You watch them pray all summer for a certain teacher. Then, they enlist others to pray, and this is how you know it is serious: they have involved the grandparents in this elusive thing called prayer that they don't quite understand yet but are willing to attempt under the circumstances. And the day comes to find out the teacher and the friends from last years class, or from the playground, that might hopefully be in the new class. And she wakes up giddy. She spends an hour- AN HOUR- putting on fake Lisa Frank press-on nails. Scouring jewelry buckets for the perfect bracelets. Brushing her hair and putting on her prettiest dress because soon she will go to the school and find her name on the list next to her friends and that one teacher she prayed she would get all summer. And you warn her: God doesn't always answer prayers the way we hope he answers them. And some things in life aren't answers to prayers at all. Some things are just life and God is with us in the midst of it all, but not every single thing bears the mark of God's divine intervention, even when we pray for it to. Weighty matters for little girls and for momma's and for all people who pray. And no matter what happens, it's going to be good. It's going to be ok, you tell her. And she brushes you off, confidant that the list taped to the red school door bears the things her heart has longed for. 

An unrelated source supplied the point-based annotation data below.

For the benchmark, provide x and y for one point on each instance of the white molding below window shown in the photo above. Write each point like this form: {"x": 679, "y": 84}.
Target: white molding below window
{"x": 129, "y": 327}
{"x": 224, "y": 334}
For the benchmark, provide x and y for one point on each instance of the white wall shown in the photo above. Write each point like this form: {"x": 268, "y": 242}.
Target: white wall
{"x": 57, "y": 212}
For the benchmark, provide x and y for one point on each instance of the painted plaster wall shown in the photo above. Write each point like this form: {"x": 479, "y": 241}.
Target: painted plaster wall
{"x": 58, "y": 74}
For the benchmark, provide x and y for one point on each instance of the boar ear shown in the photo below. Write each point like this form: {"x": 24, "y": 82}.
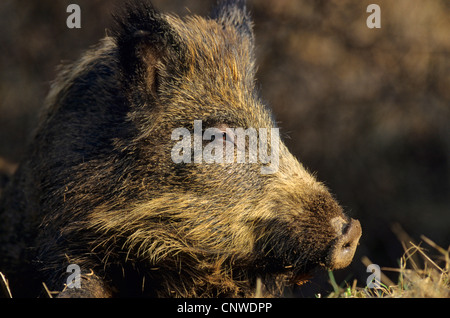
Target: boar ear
{"x": 234, "y": 13}
{"x": 147, "y": 45}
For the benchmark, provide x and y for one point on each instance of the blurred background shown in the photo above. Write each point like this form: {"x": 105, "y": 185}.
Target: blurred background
{"x": 366, "y": 110}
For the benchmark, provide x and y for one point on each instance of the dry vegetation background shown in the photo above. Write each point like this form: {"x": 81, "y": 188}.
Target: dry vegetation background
{"x": 367, "y": 110}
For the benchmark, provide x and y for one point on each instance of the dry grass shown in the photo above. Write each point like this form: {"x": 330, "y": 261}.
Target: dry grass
{"x": 420, "y": 276}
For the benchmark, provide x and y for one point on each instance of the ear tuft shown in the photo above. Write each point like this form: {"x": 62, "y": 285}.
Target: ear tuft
{"x": 144, "y": 38}
{"x": 234, "y": 13}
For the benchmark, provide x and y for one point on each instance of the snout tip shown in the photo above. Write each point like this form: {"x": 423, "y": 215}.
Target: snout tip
{"x": 344, "y": 248}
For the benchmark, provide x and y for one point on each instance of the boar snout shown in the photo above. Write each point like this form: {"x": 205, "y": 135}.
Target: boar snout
{"x": 343, "y": 250}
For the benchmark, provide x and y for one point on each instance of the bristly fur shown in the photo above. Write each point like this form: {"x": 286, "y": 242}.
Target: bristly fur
{"x": 98, "y": 187}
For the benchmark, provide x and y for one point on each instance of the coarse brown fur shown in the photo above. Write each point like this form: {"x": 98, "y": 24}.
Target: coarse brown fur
{"x": 99, "y": 189}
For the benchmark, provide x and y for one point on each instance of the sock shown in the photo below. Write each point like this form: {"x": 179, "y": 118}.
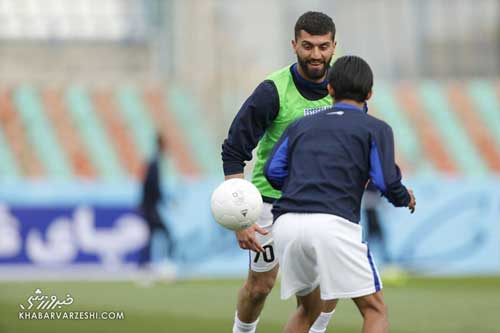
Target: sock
{"x": 321, "y": 322}
{"x": 241, "y": 327}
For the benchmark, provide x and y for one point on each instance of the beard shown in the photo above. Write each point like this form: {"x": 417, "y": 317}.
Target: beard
{"x": 313, "y": 73}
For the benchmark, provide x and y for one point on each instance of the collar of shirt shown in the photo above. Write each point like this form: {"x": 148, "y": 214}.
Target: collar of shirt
{"x": 307, "y": 83}
{"x": 346, "y": 106}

And for an hour she has gotten ready. So beautiful. So giddy. So much older than first grade. And this parent thing will rip your heart out. Because you walk to that school door and scour the list for your baby's name. And then you look up. It's not the right teacher. And there is not a name you recognize, except that one boy who hits and tells her she is stupid. And all the friends? They are together in a different class. All of them. And this class? This class she didn't hope for at all... you have to tell her about it and watch her little spirit crumple right there in front of the school door. And you would just about rather die than have to bear up under your baby's crumpling of heart. And she is strong, fighting back tears until we get into the car and they begin to slip down her face but even still she holds back until the house, where she quietly says she needs alone time, runs to her room, throws the fake nails off and sobs for nearly thirty minutes uninterrupted. 

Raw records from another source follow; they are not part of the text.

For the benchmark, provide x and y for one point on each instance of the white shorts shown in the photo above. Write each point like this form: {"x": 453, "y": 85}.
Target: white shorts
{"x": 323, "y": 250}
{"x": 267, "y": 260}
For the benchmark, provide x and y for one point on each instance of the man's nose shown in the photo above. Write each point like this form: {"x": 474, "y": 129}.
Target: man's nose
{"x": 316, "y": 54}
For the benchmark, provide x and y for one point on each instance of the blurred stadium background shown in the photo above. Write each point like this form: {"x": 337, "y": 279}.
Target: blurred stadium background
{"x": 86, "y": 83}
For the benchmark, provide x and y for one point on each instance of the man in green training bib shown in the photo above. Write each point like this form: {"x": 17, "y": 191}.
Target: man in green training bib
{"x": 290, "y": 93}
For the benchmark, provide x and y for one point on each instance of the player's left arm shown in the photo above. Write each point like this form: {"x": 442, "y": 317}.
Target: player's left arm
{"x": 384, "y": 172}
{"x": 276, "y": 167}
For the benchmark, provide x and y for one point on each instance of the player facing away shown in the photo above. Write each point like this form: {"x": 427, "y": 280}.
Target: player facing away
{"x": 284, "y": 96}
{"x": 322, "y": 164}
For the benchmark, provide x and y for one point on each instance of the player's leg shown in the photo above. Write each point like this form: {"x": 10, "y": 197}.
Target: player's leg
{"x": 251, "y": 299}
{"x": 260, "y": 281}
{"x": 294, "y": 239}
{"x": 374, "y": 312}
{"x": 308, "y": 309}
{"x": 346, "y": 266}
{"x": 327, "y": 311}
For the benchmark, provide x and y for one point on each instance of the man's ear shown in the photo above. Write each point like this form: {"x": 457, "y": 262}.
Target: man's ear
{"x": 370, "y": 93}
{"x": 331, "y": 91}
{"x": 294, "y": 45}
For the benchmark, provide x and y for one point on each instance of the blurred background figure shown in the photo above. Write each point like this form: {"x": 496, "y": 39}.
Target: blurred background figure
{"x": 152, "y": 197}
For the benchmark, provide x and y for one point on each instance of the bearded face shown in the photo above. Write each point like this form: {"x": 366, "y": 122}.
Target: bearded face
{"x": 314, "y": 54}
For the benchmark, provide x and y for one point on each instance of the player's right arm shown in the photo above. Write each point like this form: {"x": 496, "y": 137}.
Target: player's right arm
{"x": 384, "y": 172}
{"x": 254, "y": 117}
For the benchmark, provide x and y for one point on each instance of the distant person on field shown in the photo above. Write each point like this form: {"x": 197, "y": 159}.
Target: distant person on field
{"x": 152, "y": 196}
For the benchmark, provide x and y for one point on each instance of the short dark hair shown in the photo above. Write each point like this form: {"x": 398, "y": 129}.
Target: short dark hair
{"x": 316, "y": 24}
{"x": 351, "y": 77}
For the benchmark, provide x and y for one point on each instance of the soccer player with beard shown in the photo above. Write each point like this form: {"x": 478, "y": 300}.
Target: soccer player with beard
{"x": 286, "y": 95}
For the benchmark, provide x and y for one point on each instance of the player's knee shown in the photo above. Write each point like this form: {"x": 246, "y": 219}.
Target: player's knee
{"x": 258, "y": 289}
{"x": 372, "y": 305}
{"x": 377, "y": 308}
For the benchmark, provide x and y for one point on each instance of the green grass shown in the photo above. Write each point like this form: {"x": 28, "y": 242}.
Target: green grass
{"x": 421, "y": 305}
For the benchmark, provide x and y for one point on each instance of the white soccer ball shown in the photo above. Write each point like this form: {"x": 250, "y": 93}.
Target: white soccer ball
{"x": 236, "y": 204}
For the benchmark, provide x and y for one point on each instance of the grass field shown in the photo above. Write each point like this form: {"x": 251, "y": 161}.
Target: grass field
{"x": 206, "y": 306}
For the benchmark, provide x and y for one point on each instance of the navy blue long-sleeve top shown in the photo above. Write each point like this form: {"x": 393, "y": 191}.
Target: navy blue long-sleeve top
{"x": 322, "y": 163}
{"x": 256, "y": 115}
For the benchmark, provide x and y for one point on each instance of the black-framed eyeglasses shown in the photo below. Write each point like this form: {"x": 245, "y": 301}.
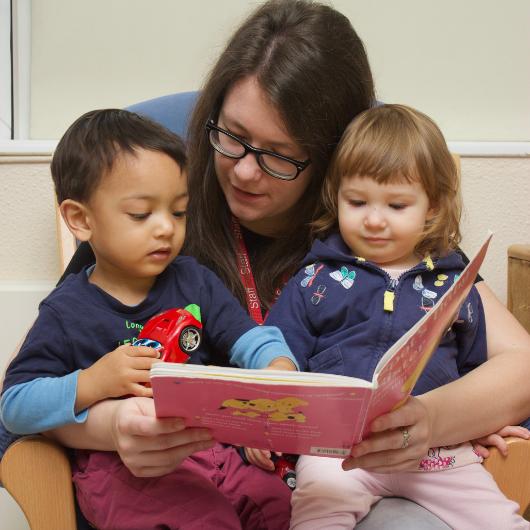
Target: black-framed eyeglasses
{"x": 275, "y": 165}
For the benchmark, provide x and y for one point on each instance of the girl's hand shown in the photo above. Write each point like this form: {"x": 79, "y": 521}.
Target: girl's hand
{"x": 497, "y": 440}
{"x": 261, "y": 458}
{"x": 151, "y": 446}
{"x": 398, "y": 441}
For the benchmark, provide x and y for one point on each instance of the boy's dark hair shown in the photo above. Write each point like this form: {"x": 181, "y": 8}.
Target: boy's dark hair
{"x": 94, "y": 141}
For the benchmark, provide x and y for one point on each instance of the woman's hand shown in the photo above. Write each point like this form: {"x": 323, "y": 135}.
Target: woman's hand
{"x": 497, "y": 440}
{"x": 398, "y": 441}
{"x": 151, "y": 446}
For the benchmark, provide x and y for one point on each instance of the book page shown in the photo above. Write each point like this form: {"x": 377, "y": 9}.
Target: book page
{"x": 402, "y": 365}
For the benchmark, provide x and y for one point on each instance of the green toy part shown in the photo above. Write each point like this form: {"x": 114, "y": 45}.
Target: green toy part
{"x": 195, "y": 310}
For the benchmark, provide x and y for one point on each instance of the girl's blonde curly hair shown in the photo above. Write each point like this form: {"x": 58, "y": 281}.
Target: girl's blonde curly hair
{"x": 392, "y": 143}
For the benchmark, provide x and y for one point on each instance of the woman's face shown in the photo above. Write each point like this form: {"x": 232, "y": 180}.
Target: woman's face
{"x": 262, "y": 203}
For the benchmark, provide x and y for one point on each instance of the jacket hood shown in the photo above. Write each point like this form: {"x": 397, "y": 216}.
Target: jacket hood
{"x": 333, "y": 248}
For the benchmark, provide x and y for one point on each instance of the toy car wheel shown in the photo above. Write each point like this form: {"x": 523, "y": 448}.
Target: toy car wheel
{"x": 189, "y": 339}
{"x": 290, "y": 479}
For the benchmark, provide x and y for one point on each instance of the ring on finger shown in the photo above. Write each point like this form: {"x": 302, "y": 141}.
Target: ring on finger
{"x": 406, "y": 437}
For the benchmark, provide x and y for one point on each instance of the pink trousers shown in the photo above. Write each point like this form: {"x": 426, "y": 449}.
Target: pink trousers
{"x": 211, "y": 489}
{"x": 466, "y": 498}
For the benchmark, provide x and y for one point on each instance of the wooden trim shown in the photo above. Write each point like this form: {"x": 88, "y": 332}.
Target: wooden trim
{"x": 37, "y": 474}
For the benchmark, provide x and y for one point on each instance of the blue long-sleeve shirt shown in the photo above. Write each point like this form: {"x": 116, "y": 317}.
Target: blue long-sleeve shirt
{"x": 79, "y": 322}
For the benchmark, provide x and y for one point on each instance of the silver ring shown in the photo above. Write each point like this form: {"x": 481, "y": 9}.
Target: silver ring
{"x": 406, "y": 438}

And this is what the beginning of first grade will feel like. Sadness and bravery and broken dreams and promises of new ones instead. And I hold her two tiny fingers that she slides underneath the door for me. And we sit there, on either side of the door, holding fingers, both crying. Because this parent business will rip your heart out. And she marches into class the first day, willing to try. Brave and without bitterness. And I fight the desire to schedule a meeting with the principle to tell her that my daughter *might* be allergic to her new teacher and the new classroom and the new classmates. Terribly allergic. I fight it and bounce back, slow, like putty. 

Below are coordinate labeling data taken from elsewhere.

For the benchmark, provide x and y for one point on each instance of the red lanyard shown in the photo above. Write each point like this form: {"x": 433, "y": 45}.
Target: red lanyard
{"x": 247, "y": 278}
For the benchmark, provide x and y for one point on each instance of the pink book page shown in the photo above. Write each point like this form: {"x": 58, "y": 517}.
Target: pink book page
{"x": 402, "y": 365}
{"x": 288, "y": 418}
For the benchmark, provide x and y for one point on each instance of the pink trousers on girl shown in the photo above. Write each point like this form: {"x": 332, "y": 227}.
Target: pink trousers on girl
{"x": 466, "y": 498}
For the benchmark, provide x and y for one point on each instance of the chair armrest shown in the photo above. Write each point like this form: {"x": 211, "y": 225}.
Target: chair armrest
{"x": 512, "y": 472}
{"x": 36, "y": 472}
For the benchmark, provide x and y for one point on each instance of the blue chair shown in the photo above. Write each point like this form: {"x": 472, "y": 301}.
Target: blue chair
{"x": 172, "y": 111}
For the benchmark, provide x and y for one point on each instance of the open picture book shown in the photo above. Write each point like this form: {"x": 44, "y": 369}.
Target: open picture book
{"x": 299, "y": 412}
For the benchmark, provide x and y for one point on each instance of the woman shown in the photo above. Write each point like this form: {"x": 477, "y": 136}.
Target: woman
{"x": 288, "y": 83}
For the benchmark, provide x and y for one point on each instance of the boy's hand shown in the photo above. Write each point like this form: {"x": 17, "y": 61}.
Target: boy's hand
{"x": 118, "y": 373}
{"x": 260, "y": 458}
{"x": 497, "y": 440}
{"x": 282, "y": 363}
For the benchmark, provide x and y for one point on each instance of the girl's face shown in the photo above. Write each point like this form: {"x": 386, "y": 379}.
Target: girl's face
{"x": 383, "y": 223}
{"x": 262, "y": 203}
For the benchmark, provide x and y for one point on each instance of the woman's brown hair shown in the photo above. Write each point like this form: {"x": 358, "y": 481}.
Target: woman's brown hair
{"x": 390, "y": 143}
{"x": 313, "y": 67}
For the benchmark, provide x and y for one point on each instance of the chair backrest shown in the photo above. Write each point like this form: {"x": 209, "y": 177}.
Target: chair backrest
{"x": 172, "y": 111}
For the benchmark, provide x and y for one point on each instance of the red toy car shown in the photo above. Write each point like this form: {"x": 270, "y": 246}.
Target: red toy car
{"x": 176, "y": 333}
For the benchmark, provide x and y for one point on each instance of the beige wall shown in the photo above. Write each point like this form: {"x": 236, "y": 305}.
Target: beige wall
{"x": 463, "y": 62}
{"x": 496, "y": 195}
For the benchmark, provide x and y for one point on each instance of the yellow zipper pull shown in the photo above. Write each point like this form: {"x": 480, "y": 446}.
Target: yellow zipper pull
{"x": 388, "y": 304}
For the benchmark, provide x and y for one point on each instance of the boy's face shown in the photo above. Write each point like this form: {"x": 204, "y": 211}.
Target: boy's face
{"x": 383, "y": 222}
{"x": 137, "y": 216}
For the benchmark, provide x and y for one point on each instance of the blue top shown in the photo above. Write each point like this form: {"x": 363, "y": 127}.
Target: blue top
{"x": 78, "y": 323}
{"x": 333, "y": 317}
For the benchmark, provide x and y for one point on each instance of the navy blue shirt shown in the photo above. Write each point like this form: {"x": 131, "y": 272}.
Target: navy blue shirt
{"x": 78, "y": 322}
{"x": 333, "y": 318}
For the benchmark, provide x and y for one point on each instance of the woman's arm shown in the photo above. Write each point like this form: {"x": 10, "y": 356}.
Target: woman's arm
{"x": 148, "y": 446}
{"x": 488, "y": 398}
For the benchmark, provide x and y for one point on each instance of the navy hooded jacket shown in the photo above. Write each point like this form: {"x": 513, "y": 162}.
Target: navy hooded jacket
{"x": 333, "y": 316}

She doesn't secretly need me to alter the course of her life because I am afraid for her or believe she deserves special privileges. She doesn't need me to make excuses for why her prayer wasn't answered the way she so desperately wanted it to. She just needs me to stand by her side while she faces reality and needs me to whisper to her that she can do hard things and she will never do them alone. But she already knows this. She said when she walked into her classroom for the first time she felt like someone was really close to her and hugging her. It was God, she says matter-of-factly, hugging me in my new class. And she knows Tessa now. She has decided they will be best friends and her teacher seems nice. Her birthday is next week and she is thinking she probably likes Target because "what teacher doesn't love Target gift cards mom?"

She bounces back springy and beautiful and strong and teaches me how to let go and move forward and be brave. Oh, this parent thing. It will rip your heart out. But when the heart mends back together it is rich and sturdy and lined with the spirit of our children who surprise us time and time again with their beautiful becoming.